It’s okay not to place too much confidence in your partner as a way of keeping your heart safe should things don’t go well. However, excessive mistrust may change the way your partner feel about your relationship. Too much lack of confidence in your romance may affect both your behavior and relationship with other people. 

 

Not having enough confidence in your partner is serious relationship stress in itself as your mind wanders and thoughts race every time your partner is not with you.
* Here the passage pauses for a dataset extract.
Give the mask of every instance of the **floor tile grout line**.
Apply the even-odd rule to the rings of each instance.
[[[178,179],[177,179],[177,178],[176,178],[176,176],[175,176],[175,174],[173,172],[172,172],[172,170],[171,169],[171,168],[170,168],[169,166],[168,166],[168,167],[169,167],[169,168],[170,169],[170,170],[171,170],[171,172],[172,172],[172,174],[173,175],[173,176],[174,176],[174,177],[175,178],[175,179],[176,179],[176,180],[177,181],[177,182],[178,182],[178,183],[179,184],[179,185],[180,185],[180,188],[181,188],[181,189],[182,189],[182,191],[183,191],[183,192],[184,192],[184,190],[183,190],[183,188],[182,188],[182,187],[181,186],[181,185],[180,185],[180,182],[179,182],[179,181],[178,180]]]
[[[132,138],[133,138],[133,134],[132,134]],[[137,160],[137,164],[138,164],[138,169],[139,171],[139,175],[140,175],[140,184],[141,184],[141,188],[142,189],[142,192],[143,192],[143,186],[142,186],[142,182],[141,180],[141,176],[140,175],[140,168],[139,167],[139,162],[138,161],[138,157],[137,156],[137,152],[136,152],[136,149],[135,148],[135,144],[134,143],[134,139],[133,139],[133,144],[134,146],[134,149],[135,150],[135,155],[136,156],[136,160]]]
Loss of physical intimacy may disappear, and irritable confrontation from having too much of this so-called trust issue can be damaging to both of you. 

 

Communication Problems 

Lack of communication can bring a lot of misunderstanding between partners.  Ignorance and inability to listen to each other’s feelings and opinions are also major factors significantly causing stress and strain in your relationship. 

 

Communication issues between the two of you may also stem from poor time management skills. Allot some time for you and your partner to talk about even the basics – the usual how are you, how was work, what are your plans, etc. Most importantly, tell your partner how much you love him/her, no matter how obvious it may be. 

 

Do not get distracted with your work, business or even social media accounts. According to Rachel O’Neill, Ph.D. LPCC-S, “It’s hard to step away from the constant cycle of news,” O’Neill said. “Whether you’re watching one of the 24 hour news channels on TV or you’re scrolling through one of the social media sites.” However, you have no choice but to do it.

 

Attitude 

The tension in a relationship can start from criticizing your partner. Comparing your partner or your relationship with others is not healthy and can be damaging to one’s mentality. Couples should be sensitive enough to their partner’s feelings. Keeping positive vibes and maintaining a positive outlook between you and your partner have long been identified as a solid foundation to make your relationship last longer. 

 

Physical Health 

Ignoring oneself can also affect your relationship. Being too conscious of your body by eating less, working overtime, and sleeping late most of the time can bring serious problems to your mental health and the way you cope with stress and tension. Learn to take care of you and your partner’s physical aspect by starting to manage the food you eat and your habits.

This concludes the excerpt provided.